Tax Cuts, the Deficit, and Recovery
On the domestic front, President Bush unveiled a sweeping economic stimulus plan that characteristically centered around tax cuts. The plan in its original form was to cut taxes by $670 billion over ten years; Congress approved a $350 billion version in May (which will in fact rise to a $800 billion tax cut if its sunset clauses are cancelled). The plan strongly favored two groups: two-parent households with several children, and the wealthy—nearly half the proposed tax benefits were reserved for the richest 10% of American taxpayers. Critics argued that it was unsound to offer tax cuts in the midst of a jobless recovery (nearly 3 million jobs had been lost since Bush came to office), when the country was involved in an enormously expensive war, and when the federal budget deficit, according to the nonpartisan Congressional Budget Office, was expected to reach a record $480 billion in 2004. Bush continued to argue that his previous tax cuts (this was his third round) had managed to keep the recession shallow and were beginning to revive the economy. And indeed, the economy began to rebound substantially in the latter part of 2003. GDP grew by a vigorous 7.2% in the third quarter, and in the fourth quarter, unemployment began to drop as productivity increased.

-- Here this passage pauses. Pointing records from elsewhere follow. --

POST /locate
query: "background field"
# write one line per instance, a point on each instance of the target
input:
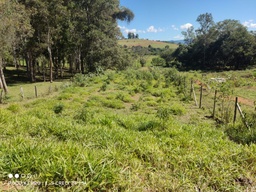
(135, 130)
(146, 43)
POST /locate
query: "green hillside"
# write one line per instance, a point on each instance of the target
(146, 43)
(134, 130)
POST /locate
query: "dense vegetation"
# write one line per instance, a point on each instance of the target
(121, 130)
(48, 35)
(216, 46)
(128, 131)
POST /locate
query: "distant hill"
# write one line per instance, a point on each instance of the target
(177, 41)
(146, 43)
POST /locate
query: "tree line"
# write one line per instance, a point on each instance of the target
(49, 34)
(216, 46)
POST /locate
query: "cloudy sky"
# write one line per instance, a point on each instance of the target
(166, 19)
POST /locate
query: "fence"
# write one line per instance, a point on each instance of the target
(221, 104)
(28, 91)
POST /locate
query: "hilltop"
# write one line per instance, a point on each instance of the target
(146, 43)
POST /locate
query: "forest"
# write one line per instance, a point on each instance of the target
(50, 35)
(83, 108)
(217, 46)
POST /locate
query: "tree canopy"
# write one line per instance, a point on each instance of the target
(223, 45)
(54, 33)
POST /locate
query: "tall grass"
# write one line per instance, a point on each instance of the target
(115, 140)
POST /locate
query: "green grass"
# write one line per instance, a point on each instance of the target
(139, 134)
(146, 43)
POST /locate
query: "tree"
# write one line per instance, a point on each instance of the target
(189, 35)
(226, 44)
(14, 29)
(206, 22)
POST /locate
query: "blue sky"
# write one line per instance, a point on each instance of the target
(166, 19)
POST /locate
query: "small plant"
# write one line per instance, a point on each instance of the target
(103, 87)
(164, 113)
(80, 80)
(58, 108)
(15, 108)
(83, 115)
(135, 107)
(143, 62)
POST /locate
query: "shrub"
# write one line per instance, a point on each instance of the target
(143, 62)
(15, 108)
(58, 108)
(158, 61)
(79, 80)
(83, 115)
(177, 109)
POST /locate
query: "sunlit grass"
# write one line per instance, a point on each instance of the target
(137, 135)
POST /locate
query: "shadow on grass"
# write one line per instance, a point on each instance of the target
(15, 76)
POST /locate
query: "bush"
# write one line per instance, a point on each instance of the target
(79, 80)
(143, 62)
(58, 108)
(158, 61)
(83, 115)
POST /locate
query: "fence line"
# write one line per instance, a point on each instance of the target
(225, 110)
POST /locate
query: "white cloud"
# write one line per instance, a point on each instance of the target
(250, 24)
(130, 31)
(178, 37)
(141, 31)
(152, 29)
(175, 28)
(186, 26)
(121, 27)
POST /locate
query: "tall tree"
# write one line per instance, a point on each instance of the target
(14, 29)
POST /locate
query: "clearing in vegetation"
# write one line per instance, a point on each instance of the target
(135, 130)
(146, 43)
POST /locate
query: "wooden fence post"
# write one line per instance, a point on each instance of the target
(21, 93)
(194, 95)
(242, 115)
(35, 91)
(201, 95)
(50, 89)
(236, 102)
(185, 86)
(191, 87)
(1, 96)
(214, 104)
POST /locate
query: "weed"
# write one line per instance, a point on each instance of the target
(58, 108)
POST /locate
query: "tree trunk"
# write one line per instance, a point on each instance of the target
(50, 56)
(3, 84)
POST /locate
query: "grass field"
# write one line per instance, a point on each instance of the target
(134, 130)
(146, 43)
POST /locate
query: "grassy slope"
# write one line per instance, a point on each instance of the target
(126, 132)
(146, 43)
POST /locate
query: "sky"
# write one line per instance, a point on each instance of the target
(165, 19)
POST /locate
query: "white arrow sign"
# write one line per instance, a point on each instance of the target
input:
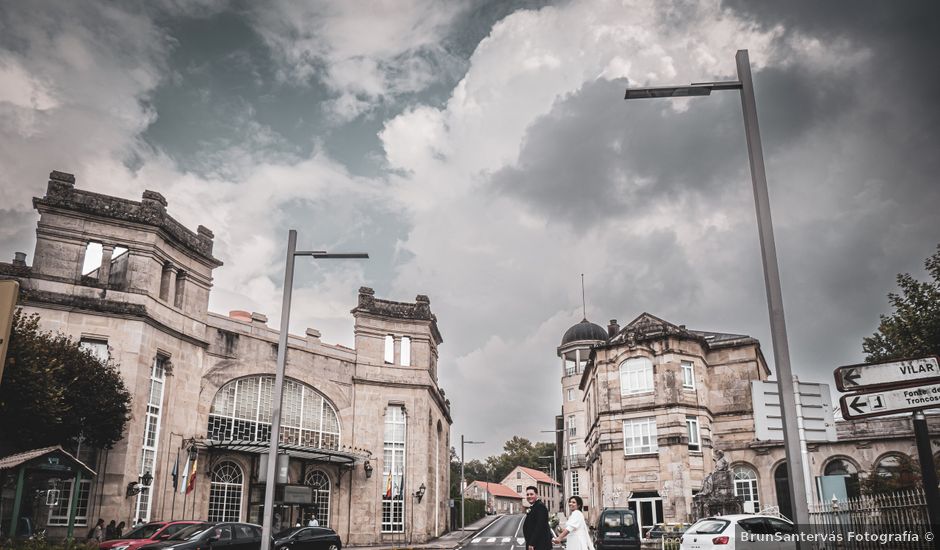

But prospects remained bleak for the poor: the most recent statistics revealed that in 2002, 34.6 million (12% of the population) lived in poverty, up 1.7 million from the year 2001, and the percent of the population without health insurance rose to 15.2%, the largest increase in a decade.
Landmark Affirmative Action Ruling
In a landmark case involving the University of Michigan’s affirmative action policies—one of the most important rulings on the issue in twenty-five years—the Supreme Court decisively upheld the right of affirmative action in higher education. The Court ruled on two cases: the University of Michigan's undergraduate program (Gratz v. Bollinger) and its law school (Grutter v. Bollinger). The Supreme Court (5–4) upheld the University of Michigan Law School's policy, ruling that race can be one of many factors considered by colleges when selecting their students because it “furthers a compelling interest in obtaining the educational benefits that flow from a diverse student body.” But the Court ruled (6–3) that the more formulaic approach of the University of Michigan's undergraduate admissions program, which uses a point system that rates students and awards additional points to minorities, had to be modified since it did not provide the necessary “individualized consideration.”
The Court held that the justification for affirmative action had evolved since its introduction in the 1960s—originally meant to redress past oppression and injustice, it now served to promote a “compelling state interest in diversity” that provided advantages for all races. A record number of “friend-of-court” briefs were filed in support of the case by hundreds of organizations representing academia, business, labor unions, and the military, arguing the benefits of broad racial representation at all levels of society.